Michigan GOP officials continue to push baseless conspiracy theories about the election, report finds

Jul 7, 2021 at 4:05 pm
click to enlarge Former state Sen. Patrick Colbeck, a prominent conspiracy theorist, often speaks at local GOP events. - Steve Neavling
Steve Neavling
Former state Sen. Patrick Colbeck, a prominent conspiracy theorist, often speaks at local GOP events.

As Republicans on the state and national level begin to move past false claims of election fraud, many local GOP leaders in Michigan continue to peddle baseless conspiracy theories.

Progress Michigan, a progressive advocacy group, reviewed Facebook pages and groups controlled by county Republican parties and found that 64% of them have pushed election lies between Nov. 3 and June 30. Of the active Facebook pages, an astounding 98% have alluded to false claims of electoral wrongdoing.

The county Republican parties have organized “Stop the Steal” rallies, held prayer vigils, screened documentaries that espouse baseless election fraud claims, and hosted speaking engagements with conspiracy theorists, such as MyPillow CEO Mike Lindell and former state Sen. Patrick Colbeck.

“This push for The Big Lie goes beyond sharing misinformation and spreading conspiracy theories online, migrating to offline calls to action in the form of calls to legislators, 'Stop the Steal' rallies, and even organized efforts to attend the events in the nation’s Capitol on January 6th, which resulted in a violent insurrection to pressure Congress to overturn the results of the election,” states the report, entitled “The Big Lie: How Michigan Republican County Parties are still hanging onto the myth of election fraud.”

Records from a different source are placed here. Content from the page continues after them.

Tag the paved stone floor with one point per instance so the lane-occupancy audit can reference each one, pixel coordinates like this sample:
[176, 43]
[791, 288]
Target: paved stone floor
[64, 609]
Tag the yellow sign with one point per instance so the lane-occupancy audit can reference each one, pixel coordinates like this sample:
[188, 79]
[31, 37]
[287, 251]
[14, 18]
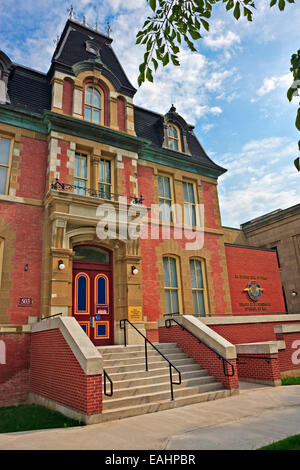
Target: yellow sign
[135, 314]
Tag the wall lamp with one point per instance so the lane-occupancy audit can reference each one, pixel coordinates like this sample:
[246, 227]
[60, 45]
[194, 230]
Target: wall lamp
[61, 265]
[134, 270]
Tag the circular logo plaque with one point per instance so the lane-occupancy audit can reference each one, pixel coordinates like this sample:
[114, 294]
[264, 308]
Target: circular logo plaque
[254, 290]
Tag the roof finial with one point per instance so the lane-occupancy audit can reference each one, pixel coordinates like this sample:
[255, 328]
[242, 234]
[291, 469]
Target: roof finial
[108, 29]
[71, 12]
[56, 41]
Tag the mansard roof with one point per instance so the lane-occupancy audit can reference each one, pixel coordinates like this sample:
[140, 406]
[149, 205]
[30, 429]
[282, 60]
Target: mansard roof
[149, 125]
[31, 91]
[72, 54]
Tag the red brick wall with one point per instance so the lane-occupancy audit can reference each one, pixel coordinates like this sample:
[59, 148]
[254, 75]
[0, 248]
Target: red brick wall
[56, 374]
[152, 335]
[247, 332]
[33, 168]
[289, 358]
[26, 222]
[260, 369]
[68, 97]
[14, 375]
[64, 159]
[201, 354]
[244, 265]
[121, 110]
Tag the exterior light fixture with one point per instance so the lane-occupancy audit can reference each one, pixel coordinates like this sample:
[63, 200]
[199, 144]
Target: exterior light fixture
[61, 265]
[134, 270]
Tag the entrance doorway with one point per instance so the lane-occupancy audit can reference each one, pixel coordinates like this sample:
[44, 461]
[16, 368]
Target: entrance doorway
[93, 293]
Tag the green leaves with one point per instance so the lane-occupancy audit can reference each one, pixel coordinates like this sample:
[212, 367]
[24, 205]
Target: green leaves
[295, 68]
[237, 11]
[175, 23]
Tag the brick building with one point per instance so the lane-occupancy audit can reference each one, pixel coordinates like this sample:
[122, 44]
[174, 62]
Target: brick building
[72, 140]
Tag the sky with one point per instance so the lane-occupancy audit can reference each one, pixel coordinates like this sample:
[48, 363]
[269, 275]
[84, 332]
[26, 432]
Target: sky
[233, 89]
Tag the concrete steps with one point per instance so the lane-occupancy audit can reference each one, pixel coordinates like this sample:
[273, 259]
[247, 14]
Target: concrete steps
[139, 392]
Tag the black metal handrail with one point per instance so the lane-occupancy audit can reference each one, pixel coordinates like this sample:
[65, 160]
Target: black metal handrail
[107, 377]
[123, 327]
[51, 316]
[100, 194]
[168, 325]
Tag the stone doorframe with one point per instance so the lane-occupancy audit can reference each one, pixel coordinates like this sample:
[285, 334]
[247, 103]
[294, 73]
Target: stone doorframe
[127, 286]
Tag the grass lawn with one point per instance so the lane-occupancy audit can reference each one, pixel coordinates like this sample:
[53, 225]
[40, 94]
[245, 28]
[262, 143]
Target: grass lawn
[290, 443]
[291, 381]
[31, 417]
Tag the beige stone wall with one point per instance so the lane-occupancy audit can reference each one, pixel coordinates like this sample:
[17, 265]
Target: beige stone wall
[234, 236]
[282, 231]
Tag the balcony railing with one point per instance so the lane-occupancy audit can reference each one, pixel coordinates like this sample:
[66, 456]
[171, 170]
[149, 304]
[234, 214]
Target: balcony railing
[101, 194]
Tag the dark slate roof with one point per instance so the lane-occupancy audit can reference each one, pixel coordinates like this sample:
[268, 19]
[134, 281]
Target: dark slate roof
[149, 125]
[71, 49]
[29, 90]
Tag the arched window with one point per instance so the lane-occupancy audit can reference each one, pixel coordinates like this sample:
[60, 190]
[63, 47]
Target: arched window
[198, 287]
[93, 106]
[171, 285]
[174, 138]
[82, 293]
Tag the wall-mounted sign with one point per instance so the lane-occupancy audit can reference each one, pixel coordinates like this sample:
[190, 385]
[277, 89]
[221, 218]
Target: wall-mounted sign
[102, 309]
[25, 302]
[135, 314]
[254, 290]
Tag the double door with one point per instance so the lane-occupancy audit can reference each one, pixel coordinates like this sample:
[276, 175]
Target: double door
[93, 301]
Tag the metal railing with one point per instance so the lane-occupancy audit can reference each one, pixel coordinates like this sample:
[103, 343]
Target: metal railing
[168, 325]
[51, 316]
[107, 377]
[99, 194]
[123, 327]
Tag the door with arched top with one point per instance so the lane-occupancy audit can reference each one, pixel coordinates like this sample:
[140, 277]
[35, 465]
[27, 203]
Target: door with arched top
[93, 293]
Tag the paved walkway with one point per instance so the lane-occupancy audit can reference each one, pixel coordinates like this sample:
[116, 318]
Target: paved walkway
[257, 416]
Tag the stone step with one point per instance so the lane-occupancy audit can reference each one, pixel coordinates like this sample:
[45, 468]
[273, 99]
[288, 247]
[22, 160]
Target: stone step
[162, 371]
[150, 388]
[148, 379]
[126, 412]
[159, 396]
[156, 364]
[141, 359]
[136, 354]
[132, 347]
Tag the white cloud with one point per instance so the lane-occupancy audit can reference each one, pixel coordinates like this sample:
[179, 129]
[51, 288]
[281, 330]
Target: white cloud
[270, 84]
[261, 178]
[221, 40]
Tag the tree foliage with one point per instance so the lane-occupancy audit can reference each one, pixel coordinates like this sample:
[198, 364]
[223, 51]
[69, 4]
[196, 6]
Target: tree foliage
[294, 91]
[175, 22]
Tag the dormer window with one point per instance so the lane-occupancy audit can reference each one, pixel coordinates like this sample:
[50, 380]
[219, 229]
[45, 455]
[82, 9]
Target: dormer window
[93, 105]
[174, 138]
[92, 48]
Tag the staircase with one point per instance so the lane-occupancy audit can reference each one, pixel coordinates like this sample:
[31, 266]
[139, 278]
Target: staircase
[137, 392]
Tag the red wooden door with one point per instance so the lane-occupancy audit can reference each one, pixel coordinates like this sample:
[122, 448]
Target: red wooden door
[93, 301]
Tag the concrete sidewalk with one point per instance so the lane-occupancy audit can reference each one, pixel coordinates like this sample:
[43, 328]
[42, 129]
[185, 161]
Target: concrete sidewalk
[257, 416]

Some expected the incendiary rhetoric to cool down after the Republican-controlled Senate Oversight Committee released a report last month that concluded there was no evidence of widespread election fraud. But that didn’t happen.

“There has been very little reaction to the report,” Erin Lodes, digital and data researcher for Progress Michigan, said at a news conference Wednesday. “The only real interaction with it has been to push back on it. It has been a negative reaction.”

County Republican officials play an outsized role in shaping the party’s future because they recruit and promote candidates to run for office and help get out the vote. In Michigan, those officials are still embracing former President Donald Trump as the face of the party’s future.

Polls continue to show that Trump is still popular within the party. More than half of Republicans said Trump is the “true president,” according to a recent Reuters/Ipsos poll.

False claims about election fraud prompted Michigan lawmakers in March to introduce a 39-bill package that would curtail voting access, impose restrictions on absentee ballots, limit the secretary of state’s ability to assist voters, and make it easier for political appointees to overturn elections.

Sam Inglot, deputy director of Progress Michigan, called on Republicans to “get on board with reality and undo the damage they have caused.”

“The worst thing we can do is nothing,” Inglot said.